Von: mk
Rom – Seit genau einem Jahr ist mit Giorgia Meloni erstmals eine Frau Ministerpräsidentin in Italien. Am 25. September 2022 hat sie mit Fratelli d’Italia die Parlamentswahlen gewonnen. Die rechte Politikerin gilt vor allem im Ausland als umstritten, gleichzeitig beweist sie Profil im Ukraine-Krieg, Durchsetzungsfähigkeit und politisches Gespür. Sie selbst zieht eine erste Bilanz, die unterschiedlich ausfällt. Trotzdem zeigte sich Meloni im Interview mit dem staatlichen Sender RAI1 zuversichtlich.
Im Augenblick sei Italien glaubwürdiger, stabiler und werde auf internationalem Parkett mehr gehört, erklärte die Ministerpräsidentin, die außerdem auf wirtschaftliches Wachstum und geringere Arbeitslosigkeit verwies. Sie hoffe, dass ihre Regierung fünf volle Jahre im Amt bleibt, um jene Reformen durchzuführen, die das Land benötige.
Die Opposition hat vor allem die Abschaffung des sogenannten Bürgergelds kritisiert. Doch Meloni zeigt sich davon unbeeindruckt: Man habe das Richtige getan und die eigenen Versprechen gehalten. „Diejenigen, die nicht arbeiten können, behalten die Unterstützung, diejenigen, die arbeiten können, haben das Recht auf Arbeit und Ausbildung“, so die Ministerpräsidentin. Auch über ein Mindesteinkommen zeigte sich Meloni skeptisch.

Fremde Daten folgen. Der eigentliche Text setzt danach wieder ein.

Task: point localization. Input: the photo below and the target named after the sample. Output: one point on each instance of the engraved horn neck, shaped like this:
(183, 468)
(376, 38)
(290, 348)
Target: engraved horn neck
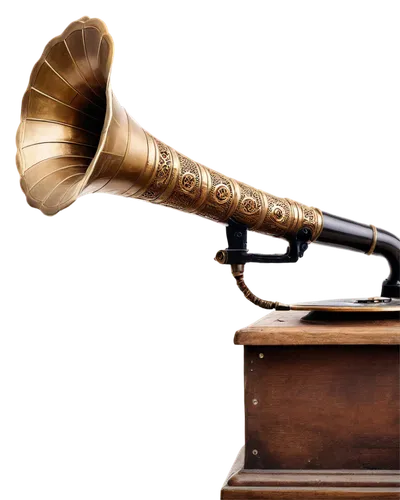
(74, 139)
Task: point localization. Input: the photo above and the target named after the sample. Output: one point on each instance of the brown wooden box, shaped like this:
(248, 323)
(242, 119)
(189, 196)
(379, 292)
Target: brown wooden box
(322, 407)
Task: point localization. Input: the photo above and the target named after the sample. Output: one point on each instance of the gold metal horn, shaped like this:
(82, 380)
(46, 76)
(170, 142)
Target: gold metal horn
(74, 139)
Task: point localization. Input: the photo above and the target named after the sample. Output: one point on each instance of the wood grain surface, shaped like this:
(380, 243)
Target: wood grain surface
(299, 328)
(322, 407)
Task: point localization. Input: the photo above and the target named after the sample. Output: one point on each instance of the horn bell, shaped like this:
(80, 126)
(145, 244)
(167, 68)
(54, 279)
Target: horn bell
(73, 137)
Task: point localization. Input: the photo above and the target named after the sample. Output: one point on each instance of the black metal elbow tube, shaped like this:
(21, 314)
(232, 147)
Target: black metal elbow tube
(350, 234)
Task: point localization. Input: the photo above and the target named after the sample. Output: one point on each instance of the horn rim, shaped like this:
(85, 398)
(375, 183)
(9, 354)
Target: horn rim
(74, 25)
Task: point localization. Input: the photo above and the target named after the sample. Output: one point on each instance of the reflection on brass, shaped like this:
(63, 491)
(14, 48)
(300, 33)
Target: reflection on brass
(74, 139)
(238, 272)
(374, 240)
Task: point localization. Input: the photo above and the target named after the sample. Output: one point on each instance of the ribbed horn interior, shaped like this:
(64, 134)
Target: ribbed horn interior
(63, 112)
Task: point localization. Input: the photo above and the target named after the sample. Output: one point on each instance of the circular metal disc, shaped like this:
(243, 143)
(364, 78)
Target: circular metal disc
(350, 304)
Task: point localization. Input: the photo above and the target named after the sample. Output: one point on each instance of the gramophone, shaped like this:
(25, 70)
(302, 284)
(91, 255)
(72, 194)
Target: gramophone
(301, 371)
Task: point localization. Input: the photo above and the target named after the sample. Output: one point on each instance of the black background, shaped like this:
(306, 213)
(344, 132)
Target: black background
(119, 353)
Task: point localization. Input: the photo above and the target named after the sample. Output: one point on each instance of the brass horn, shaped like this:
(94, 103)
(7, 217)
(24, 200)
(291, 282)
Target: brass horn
(74, 139)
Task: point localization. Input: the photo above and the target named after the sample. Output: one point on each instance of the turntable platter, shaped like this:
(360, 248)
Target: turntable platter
(350, 304)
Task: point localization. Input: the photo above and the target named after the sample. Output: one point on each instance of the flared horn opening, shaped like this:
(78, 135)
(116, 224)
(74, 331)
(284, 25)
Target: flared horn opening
(65, 113)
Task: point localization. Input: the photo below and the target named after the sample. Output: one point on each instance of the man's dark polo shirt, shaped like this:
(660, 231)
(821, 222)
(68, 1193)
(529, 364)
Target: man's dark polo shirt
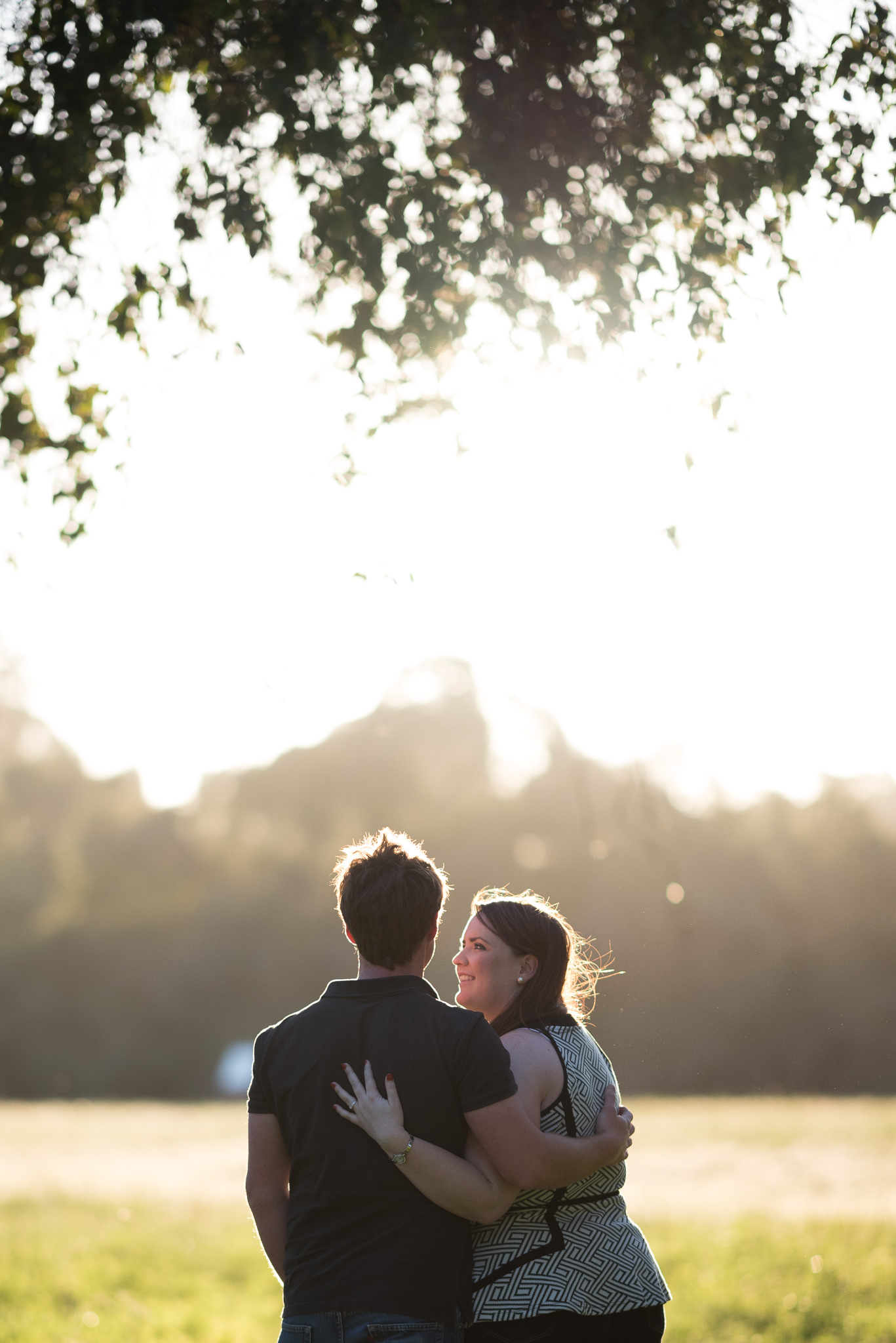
(359, 1236)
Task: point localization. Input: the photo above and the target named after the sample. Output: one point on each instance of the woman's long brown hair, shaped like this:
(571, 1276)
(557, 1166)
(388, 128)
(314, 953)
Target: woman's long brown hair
(563, 986)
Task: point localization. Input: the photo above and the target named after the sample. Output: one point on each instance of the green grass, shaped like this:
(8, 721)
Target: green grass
(754, 1281)
(78, 1272)
(182, 1276)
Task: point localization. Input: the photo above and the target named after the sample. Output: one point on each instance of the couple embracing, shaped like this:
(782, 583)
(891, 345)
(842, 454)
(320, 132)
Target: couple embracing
(430, 1174)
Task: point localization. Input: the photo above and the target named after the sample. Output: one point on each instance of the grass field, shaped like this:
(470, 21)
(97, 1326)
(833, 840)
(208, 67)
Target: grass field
(121, 1267)
(78, 1272)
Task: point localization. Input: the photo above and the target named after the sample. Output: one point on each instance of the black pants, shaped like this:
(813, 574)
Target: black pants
(644, 1325)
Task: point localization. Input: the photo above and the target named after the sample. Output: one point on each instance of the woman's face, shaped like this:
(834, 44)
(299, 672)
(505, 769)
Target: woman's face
(488, 971)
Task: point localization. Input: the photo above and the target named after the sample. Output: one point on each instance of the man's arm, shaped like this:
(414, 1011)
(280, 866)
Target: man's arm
(531, 1159)
(267, 1186)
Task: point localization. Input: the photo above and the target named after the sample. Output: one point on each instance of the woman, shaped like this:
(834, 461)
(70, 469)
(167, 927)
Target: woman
(551, 1264)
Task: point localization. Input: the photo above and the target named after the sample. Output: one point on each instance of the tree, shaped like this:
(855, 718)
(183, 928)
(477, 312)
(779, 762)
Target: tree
(628, 153)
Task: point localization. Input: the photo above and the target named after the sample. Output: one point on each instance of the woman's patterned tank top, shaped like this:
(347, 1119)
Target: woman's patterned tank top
(567, 1249)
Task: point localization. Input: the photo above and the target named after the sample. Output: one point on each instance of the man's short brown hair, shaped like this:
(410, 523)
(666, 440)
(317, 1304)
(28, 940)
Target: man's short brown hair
(389, 893)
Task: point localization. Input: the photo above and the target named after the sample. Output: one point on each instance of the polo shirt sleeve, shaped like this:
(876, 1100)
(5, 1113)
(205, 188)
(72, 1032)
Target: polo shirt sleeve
(484, 1075)
(261, 1100)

In Zusammenhang mit dem Superbonus verwies die Ministerpräsidentin auf die Zahlen: Es gebe ein Loch von 140 Milliarden Euro, die der Sanität, dem Bildungsbereich und den Renten genommen worden seien, „um Zweitwohnungen und Schlösser zu sanieren“.

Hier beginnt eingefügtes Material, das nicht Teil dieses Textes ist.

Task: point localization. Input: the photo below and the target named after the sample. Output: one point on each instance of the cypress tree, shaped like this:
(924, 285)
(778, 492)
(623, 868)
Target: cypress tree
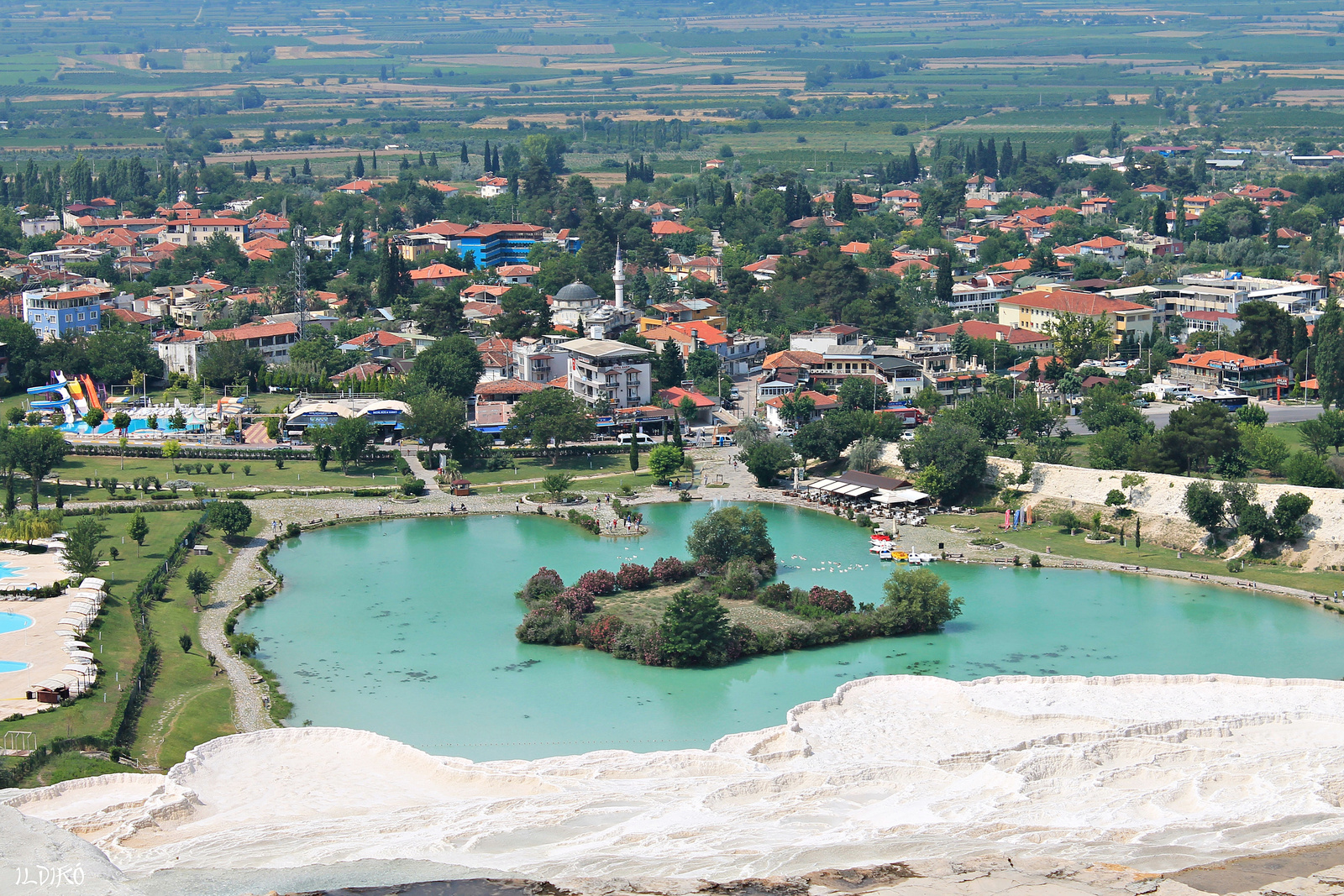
(942, 291)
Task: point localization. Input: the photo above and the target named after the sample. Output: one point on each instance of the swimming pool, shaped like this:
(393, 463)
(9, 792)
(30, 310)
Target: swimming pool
(80, 427)
(13, 622)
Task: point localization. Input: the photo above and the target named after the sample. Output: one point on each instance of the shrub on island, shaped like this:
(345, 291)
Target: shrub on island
(543, 584)
(597, 582)
(671, 570)
(577, 600)
(633, 577)
(548, 626)
(831, 600)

Noch heuer sollen ihr zufolge erste Grundsteine einer Steuerreform gelegt werden. Außerdem stünden eine Verfassungs- und Justizreform.
Unter den eigenen Erwartungen ist die Regierung laut Meloni im Bereich der Migration geblieben. Im Wahlkampf hatte Fratelli d’Italia noch versprochen, der „Invasion aus Afrika“ Einhalt zu gebieten. Doch auch verschärfte Maßnahmen wie die Verlängerung der Schubhaft auf 18 Monate – das Maximum, das die EU erlaubt – haben bisher kaum genützt.
Mehr als 5.000 Menschen strandeten allerdings allein am Dienstag vergangener Woche auf der Insel Lampedusa zwischen Sizilien und Nordafrika. Schätzungen zufolge haben 130.000 Migranten bislang die italienische Küste über das Mittelmeer erreicht. Vor einem Jahr waren es nur halb so viele.
„Die Ergebnisse, sind nicht jene, die wir uns erhofft haben. Das Thema ist sehr komplex. Ich bin sicher, dass wir damit zurechtkommen, aber es benötigt eine zweite Phase“, erklärte Meloni im Interview. Die Mitterechts-Regierung will unter anderem mehr Abschiebezentren auch außerhalb der großen Städte errichten. Auch in Südtirol ist ein solches Zentrum geplant. Zudem verlangt Meloni mehr Unterstützung von der Europäischen Union.